Last Tuesday (March 10th), opinion columnist, Thomas Friedman published and OpEd In the New York Times. It was entitled "Joe Biden, Not Bernie Sanders Is the True Scandinavian."
There, Friedman argued that despite Mr. Sanders' frequent references to Denmark as the standard for "democratic socialism," the country is actually a hotbed of free market capitalism. Hence, Biden's more balanced views on trade, corporations and unions make him more "Scandinavian" than his rival. Hence too, Biden's free market capitalism is vastly preferable to Sanders' socialism with its proposal of a totally planned economy.
To prove his point, Friedman's crucial focus was not so much on Denmark as on three well-worn rhetorical questions addressed to the senator from Vermont:
- Does money grow on trees or does it come from heroic capitalist risk-takers who deserve their profits because of the jobs they provide? And shouldn't they be rewarded accordingly?
- Aren't at least some capitalist entrepreneurs admirable, or are they all examples, as Sanders would have it, of "corporate greed and corruption?"
- What's better at producing jobs and prosperity, a free enterprise economy or one based on central planning? (It was here that the question of Denmark came sharply to the fore.)
All three questions were entirely disingenuous and misleading. Let me explain.
In Praise of Risk Takers
To begin with (and to answer Friedman's first question) money obviously doesn't grow on trees and capitalist risk-takers do, of course, play an important role in the provision of jobs and prosperity. And risk deserves corresponding reward. All true.
However, what Friedman neglects to mention is that capitalists aren't alone in highly productive risk-taking. No, far from being passive beneficiaries of entrepreneurial courage and largesse, workers and the risks they take clearly confer huge benefits on their employers. Hence, if their employers' gambles deserve reward, so do their own.
By this I mean not only the obvious viz. that capitalist enterprises would never succeed without workers. I mean as well that the capitalist system actually forces employees to be more adventuresome risk-takers than their employers. While the latter typically risk only their money, workers within the system risk their very lives and the existential welfare of their families.
Think about it. In preparing themselves to enter the world of work, college students bet four years or more of their lives as well as thousands of dollars in borrowed money on the wager that their "major" (be it Economics, Business, English, Math, Science, Pre-Med, etc.) will actually someday land them a job. That's a gamble that benefits not only employers, but the rest of us as well.
Moreover, if they're fortunate enough to land a job, the graduates' work often forces them to change location to places far from their families and friends. That too involves leave-takings, courage and high-stakes risk.
And if their gamble does not pay off (unlike their employers) there's no Chapter 11 for them to invoke. Thanks to politicians like Joe Biden, they still have to pay back those college loans, and/or live far from the support of their extended families.

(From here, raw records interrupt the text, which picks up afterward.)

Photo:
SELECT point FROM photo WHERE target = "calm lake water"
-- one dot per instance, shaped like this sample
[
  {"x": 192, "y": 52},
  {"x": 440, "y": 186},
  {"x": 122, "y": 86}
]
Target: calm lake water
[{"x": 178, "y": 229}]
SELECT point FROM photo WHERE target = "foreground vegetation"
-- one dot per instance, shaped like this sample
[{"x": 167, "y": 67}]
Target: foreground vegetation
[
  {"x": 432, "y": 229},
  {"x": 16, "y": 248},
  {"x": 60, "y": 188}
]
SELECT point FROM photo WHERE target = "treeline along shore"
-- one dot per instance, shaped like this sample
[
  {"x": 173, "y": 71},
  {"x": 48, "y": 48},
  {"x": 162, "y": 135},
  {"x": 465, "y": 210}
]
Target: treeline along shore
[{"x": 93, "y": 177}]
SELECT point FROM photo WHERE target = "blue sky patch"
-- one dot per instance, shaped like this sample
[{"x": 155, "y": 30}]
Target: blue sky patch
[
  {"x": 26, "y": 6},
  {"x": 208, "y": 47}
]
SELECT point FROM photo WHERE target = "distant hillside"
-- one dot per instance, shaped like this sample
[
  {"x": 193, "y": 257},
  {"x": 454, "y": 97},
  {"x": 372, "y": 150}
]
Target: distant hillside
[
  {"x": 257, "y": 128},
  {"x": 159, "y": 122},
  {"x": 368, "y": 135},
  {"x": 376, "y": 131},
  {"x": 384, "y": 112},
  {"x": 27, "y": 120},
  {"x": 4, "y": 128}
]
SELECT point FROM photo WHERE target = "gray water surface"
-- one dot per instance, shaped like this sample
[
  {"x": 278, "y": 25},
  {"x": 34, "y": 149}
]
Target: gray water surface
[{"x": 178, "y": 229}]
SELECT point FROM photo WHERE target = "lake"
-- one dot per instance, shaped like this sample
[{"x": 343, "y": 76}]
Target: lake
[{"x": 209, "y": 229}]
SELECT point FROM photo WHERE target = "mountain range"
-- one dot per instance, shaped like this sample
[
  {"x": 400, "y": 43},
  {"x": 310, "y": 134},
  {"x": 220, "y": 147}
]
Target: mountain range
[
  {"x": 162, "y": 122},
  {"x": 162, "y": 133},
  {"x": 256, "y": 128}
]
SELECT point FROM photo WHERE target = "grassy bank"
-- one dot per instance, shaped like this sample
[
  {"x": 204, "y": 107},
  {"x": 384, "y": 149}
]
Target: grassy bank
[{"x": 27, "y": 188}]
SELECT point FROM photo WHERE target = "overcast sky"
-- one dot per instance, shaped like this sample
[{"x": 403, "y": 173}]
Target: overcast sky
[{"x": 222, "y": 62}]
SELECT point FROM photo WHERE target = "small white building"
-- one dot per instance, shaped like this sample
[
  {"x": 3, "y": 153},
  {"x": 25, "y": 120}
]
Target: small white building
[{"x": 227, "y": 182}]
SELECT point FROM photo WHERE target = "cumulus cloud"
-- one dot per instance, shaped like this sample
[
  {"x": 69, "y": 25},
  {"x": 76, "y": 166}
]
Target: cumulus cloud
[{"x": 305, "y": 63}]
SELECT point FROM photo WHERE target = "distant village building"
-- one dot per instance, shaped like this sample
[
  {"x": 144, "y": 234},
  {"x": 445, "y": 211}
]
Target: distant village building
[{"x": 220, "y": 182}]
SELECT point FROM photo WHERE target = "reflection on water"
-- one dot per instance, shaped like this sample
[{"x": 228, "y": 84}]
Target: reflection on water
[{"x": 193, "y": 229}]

It's similar for those who do not go to college. Every day, countless numbers of them risk their very lives in jobs whose dangers are far more threatening than losing money in a failed business venture. So, if roofers fall from a great height, if fishermen are swept overboard, or if carpenters cut off a finger or hand, they often have no benefits to sustain them while recovering or to insure their eventual return to the workforce. All of that represents acceptance of risk that benefits employers. It contributes far more to economic prosperity than dangers involved in the process of securing loans in the comfort of a banker's office or in a simple telephone call.
So, no, Mr. Friedman, money does not grow on trees. It comes from employers risking their money. However, in at least equal measure it derives from the risks taken by their employees. The latter deserve guaranteed reward that can fittingly come from government's repaying them with as much abundance as it currently extends to their employers.
A Corrupt System
As for Friedman's question about greed and corruption. . . Is Sanders correct in saying that all capitalists are somehow consumed by avarice?